Aspek kematangan rohani
Lain halnya dengan kematangan
jasmani yang ditandai dengan dicapainya akil balig, kematangan/kedewasaan dalam
arti rohani mungkin sangat bervariasi/berbeda-beda antara masyarakat/bangsa
yang satu dengan masyarakat/bangsa yang lain. Hal ini karena dipengaruhi oleh
sikap tingkah laku dan budaya masyarakat yang bersangkutan. Pada masyarakat
yang taraf kebudayaannya relatif rendah, maka pencapaian tingkat “kedewasaan”
(menurut pandangan masyarakatnya) tidak terlalu sulit/berbelit-belit, bila
dibanding dengan lingkungan masyarakat yang tuntutan budayanya lebih maju.
Dengan perkataan lain, kriteria untuk menentukan kedewasaan seseorang di
lingkungan masyarakat yang budayanya relatif lebih rendah, lebih sederhana,
sedang untuk masyarakat yang lebih maju lebih tinggi dan kompleks.
Perlu ditambahkan bahwa yang
merupakan kematangan/kedewasaan rohani itu termasuk antara lain: sudah matang
dalam bertindak dan berpikir, sehingga sikap dan penampilannya menjadi semakin
mantap. Menghargai dan mematuhi norma serta nilai‑nilai moral yang berlaku.

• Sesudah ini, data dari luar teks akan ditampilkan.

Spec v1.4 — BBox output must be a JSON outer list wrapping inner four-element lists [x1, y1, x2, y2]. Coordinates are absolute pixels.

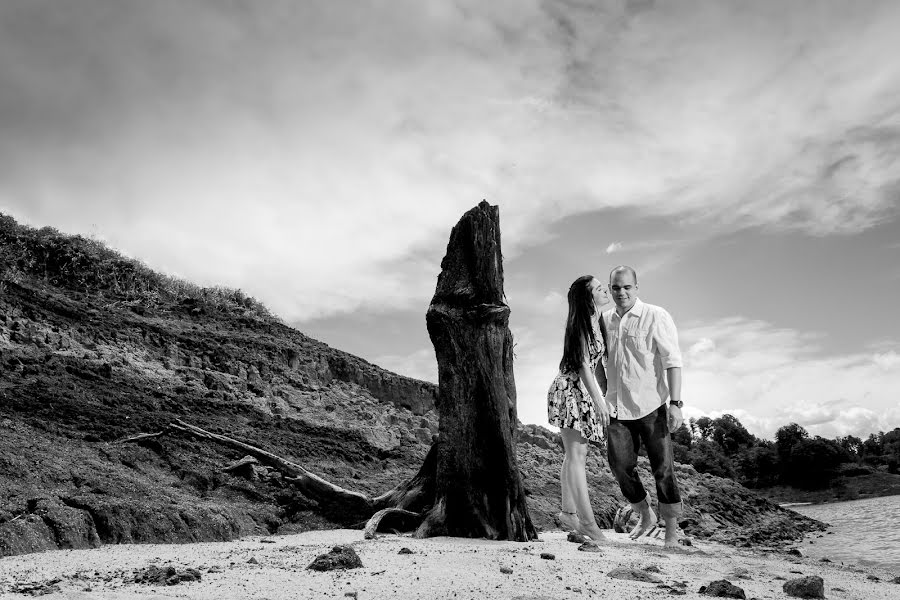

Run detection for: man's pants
[[607, 404, 683, 520]]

Seseorang yang dikatakan dewasa harus juga memiliki jiwa kepemimpinan dan dapat
dicontoh oleh orang lain terutama yang ingin menuju ke tingkat kedewasaannya.
Bersifat sabar, disiplin, sopan dan ramah. Hal yang penting, adalah dapat
mengendalikan gejolak emosionalnya. Orang dewasa senantiasa tidak emosional,
tetapi lebih rasional, bijak dan realistis dalam berbagai tindak dan
perbuatannya. Tumbuh kesadaran untuk membangun diri pribadi, keluarga dan
masyarakat pada umumnya.
Sifat atau ciri-ciri tersebut
sudah barang tentu akan membawa konsekuensi atau akan mencakup kepada
persoalan hidup seseorang itu secara luas. Sebagai contoh misalnya orang yang
sudah dewasa harus sanggup hidup dan berdiri sendiri. Hidup dan berdiri sendiri
ini akan menuntut konsekuensi-konsekuensi yang luas dan kompleks, seperti
misalnya harus mampu memenuhi kebutuhan ekonomis, kebahagiaan diri. Untuk
memenuhi kebutuhan ini, manusia harus bekerja keras dengan kemampuan, keterampilan,
perasaan dan potensi-potensi yang lain.
3.
Kematangan kehidupan sosial
Aspek kematangan sosial senantiasa
berhubungan dengan kehidupan sosial, atau kehidupan bersama antar manusia.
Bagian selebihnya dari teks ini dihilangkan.